The patient’s symptoms are often very similar to an ectopic pregnancy and they typically present with abdominal pain that may be localized or diffuse. On pelvic exam the physician may feel an adnexal mass or an enlarged uterus. Vaginal bleeding can also be present. Depending on the stage of illness the patient may also be peritoneal and hypotensive. There are no physical exam/lab findings that are specific for heterotopic pregnancy but this diagnosis should be considered in any hypotensive pregnant patient with abdominal pain and an IUP identified on bedside ultrasound, especially in the setting of free fluid on ultrasound and/or history of ART [4].
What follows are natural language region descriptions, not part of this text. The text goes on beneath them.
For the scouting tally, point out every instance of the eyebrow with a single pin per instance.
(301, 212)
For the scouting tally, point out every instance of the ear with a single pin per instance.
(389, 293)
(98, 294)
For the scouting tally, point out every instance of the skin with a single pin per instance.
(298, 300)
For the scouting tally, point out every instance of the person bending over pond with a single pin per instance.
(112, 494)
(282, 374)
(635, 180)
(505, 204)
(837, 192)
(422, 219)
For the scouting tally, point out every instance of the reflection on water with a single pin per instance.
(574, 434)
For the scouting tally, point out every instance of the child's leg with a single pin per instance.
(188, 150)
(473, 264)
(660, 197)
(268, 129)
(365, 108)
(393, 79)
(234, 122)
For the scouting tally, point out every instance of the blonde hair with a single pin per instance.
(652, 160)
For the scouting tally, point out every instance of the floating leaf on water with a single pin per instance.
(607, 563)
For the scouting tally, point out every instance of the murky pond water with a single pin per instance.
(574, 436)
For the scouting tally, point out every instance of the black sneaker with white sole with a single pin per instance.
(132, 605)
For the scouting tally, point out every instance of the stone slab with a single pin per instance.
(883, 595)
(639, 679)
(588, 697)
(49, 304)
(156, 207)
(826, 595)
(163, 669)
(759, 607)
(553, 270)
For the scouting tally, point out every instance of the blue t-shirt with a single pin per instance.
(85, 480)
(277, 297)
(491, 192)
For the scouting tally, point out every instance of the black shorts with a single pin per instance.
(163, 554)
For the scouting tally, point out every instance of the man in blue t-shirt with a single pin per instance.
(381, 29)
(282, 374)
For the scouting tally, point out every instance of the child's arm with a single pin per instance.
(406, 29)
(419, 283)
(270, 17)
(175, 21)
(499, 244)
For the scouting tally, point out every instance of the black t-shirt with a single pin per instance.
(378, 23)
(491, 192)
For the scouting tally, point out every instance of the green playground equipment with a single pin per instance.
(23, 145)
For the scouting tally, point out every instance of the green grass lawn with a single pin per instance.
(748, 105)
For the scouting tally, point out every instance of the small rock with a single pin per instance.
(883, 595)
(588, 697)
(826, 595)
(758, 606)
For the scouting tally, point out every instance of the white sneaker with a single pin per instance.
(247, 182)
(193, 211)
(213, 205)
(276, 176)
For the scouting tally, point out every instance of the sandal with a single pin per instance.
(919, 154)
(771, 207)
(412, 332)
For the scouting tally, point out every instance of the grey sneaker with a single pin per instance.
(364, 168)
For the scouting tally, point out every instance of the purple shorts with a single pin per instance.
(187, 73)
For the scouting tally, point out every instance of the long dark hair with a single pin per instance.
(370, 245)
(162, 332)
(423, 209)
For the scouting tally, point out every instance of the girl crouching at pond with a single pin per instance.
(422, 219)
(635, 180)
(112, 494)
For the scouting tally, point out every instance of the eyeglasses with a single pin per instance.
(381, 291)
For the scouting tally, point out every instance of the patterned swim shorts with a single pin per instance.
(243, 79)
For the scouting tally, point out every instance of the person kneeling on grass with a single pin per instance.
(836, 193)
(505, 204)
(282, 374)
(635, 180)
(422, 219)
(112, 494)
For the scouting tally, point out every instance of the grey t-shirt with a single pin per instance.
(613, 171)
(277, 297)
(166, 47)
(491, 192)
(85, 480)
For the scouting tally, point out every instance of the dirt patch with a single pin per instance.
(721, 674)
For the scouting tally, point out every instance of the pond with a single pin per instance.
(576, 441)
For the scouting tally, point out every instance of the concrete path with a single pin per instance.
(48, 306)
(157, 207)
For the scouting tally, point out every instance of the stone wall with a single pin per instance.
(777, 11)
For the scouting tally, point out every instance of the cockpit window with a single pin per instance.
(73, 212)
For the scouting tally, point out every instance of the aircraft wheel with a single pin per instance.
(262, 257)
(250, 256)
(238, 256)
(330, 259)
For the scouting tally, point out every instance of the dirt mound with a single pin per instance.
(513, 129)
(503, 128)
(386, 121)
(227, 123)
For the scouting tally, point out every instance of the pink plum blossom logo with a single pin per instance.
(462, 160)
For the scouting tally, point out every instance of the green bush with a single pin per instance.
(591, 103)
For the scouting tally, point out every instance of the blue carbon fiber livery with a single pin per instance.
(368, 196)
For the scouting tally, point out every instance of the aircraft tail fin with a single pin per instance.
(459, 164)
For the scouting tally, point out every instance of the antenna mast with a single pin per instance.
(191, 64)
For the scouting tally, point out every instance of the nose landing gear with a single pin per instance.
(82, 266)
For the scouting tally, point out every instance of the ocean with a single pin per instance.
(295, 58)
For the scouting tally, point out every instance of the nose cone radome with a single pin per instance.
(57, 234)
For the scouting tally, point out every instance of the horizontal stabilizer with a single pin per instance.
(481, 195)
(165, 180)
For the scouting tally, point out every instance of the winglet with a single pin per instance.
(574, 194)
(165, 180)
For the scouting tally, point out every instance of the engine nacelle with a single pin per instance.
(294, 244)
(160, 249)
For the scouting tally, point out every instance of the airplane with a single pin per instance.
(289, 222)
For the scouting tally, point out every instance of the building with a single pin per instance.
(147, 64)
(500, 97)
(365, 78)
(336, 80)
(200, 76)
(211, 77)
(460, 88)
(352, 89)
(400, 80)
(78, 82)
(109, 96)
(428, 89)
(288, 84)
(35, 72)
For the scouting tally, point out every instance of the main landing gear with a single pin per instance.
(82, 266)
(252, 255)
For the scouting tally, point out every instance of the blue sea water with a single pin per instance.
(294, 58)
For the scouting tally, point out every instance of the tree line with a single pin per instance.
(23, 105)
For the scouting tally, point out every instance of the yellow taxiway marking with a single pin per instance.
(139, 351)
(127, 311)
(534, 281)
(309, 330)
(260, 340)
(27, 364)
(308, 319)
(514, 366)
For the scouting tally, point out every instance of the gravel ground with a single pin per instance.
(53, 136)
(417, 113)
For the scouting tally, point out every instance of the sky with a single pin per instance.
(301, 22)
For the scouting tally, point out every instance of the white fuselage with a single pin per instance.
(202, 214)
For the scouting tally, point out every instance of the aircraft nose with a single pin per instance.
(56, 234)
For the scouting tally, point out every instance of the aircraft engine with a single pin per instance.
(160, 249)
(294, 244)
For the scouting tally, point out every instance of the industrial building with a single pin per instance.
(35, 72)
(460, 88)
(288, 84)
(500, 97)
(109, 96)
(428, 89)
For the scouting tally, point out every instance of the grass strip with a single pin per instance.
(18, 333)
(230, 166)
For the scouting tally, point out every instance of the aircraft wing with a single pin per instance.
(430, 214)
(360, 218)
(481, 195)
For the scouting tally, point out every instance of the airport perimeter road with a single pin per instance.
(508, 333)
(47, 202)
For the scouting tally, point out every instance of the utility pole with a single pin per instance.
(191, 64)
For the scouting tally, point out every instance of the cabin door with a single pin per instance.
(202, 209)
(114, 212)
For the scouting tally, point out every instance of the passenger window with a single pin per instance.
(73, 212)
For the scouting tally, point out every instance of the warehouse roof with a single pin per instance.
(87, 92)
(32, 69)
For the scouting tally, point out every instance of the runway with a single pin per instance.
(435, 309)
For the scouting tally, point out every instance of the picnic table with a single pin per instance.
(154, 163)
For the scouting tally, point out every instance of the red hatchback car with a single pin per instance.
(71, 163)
The differential of abdominal pain in pregnancy is wide. Once an IUP has been confirmed, diagnoses of appendicitis, kidney stone (especially if infected), pyelonephritis, gallbladder disease, ovarian torsion, endometritis, and heterotopic pregnancy should be considered as these could all have high morbidity/mortality for patients if not diagnosed. The diagnosis of heterotopic pregnancy is especially difficult, as it cannot be easily determined by serial β-HCG. Some literature has suggested ultrasound for the diagnosis, but various case reports, including this one, continue to demonstrate its low overall sensitivity. This may be partially due to the confirmation of an IUP often giving a sense of false security, which can lead to the misdiagnosis of the patient’s abdominal pain. Because of this, late diagnosis and rupture is common in the diagnosis of heterotopic pregnancy [5-6]. Nearly half of the cases present with rupture, hemorrhage, and emergency intervention. Despite this, patients presenting with a viable IUP have a 70% chance of producing a living child if the diagnosis is made and treated appropriately [7].
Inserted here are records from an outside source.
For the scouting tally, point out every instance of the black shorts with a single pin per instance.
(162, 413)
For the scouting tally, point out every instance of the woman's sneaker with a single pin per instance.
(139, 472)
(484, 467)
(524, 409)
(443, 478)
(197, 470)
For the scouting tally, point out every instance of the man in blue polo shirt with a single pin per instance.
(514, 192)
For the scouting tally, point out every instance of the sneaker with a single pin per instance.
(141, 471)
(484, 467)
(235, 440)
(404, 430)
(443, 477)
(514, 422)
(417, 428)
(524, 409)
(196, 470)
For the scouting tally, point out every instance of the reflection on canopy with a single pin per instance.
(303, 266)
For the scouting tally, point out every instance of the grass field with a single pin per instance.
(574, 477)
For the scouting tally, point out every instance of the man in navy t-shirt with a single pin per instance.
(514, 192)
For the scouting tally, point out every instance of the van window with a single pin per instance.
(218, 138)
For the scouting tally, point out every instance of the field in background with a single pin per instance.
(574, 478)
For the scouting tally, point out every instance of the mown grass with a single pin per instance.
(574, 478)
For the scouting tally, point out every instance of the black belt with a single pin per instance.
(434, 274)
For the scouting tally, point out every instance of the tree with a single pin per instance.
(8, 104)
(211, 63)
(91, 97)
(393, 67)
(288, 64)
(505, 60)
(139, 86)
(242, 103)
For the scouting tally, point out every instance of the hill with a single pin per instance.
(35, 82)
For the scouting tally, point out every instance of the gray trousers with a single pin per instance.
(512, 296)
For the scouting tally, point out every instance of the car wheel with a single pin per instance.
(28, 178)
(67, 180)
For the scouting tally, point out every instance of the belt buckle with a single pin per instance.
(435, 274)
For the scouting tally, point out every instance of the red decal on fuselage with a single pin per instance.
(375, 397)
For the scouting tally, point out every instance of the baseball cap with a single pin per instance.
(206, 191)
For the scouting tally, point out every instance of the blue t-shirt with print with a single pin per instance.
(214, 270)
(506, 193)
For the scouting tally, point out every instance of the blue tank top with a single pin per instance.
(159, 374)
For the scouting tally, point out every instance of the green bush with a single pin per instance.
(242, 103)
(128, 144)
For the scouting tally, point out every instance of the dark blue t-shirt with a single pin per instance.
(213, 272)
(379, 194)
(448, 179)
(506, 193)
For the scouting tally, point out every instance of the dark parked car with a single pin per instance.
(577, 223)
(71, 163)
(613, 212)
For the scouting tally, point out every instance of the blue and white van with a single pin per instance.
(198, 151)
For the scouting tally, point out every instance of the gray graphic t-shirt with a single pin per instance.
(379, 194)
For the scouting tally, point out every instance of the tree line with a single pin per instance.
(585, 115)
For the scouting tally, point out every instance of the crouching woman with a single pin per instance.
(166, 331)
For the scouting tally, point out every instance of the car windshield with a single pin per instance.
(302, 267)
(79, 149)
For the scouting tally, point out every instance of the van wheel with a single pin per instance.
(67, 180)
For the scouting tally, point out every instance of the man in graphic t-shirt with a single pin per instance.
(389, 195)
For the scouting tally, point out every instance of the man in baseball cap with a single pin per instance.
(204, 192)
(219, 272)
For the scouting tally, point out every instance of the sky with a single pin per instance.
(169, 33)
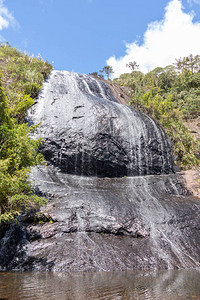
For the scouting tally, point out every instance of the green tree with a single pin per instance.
(107, 71)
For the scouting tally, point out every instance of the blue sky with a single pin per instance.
(85, 35)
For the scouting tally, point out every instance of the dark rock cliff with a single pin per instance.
(105, 220)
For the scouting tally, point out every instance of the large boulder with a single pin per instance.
(87, 132)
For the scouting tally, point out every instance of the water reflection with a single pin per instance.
(179, 284)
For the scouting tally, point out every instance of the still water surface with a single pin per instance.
(165, 285)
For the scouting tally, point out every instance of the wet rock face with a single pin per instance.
(101, 223)
(87, 132)
(105, 224)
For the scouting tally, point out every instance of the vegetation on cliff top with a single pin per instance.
(21, 79)
(170, 95)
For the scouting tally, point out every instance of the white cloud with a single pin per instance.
(193, 1)
(6, 18)
(173, 37)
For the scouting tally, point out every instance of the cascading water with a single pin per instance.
(92, 134)
(105, 214)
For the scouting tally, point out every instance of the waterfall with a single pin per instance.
(93, 134)
(114, 200)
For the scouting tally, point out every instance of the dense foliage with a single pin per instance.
(21, 79)
(171, 95)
Treatment for heterotopic pregnancy typically involves laparoscopy and, most often a salpingectomy or salpingostomy. However, if the patient demonstrates hemodynamic instability, a laparotomy would then be indicated. Due to the inherent IUP that is viable, systemic methotrexate plays no role in the treatment of a heterotopic pregnancy. There have been some case reports of use of local injection of potassium chloride and methotrexate as well as case reports of expectant management but there seems to be a high rate of failure and there is little evidence to suggest these interventions currently [8-12].

Conclusion

Heterotopic pregnancy is a rare diagnosis, especially in a patient without any ARF history. The diagnosis can also be difficult and has a high risk of misdiagnosis given the presence of an IUP. Correct diagnosis and immediate intervention, often with laparoscopic surgery can be life saving for both the mother and the intrauterine pregnancy.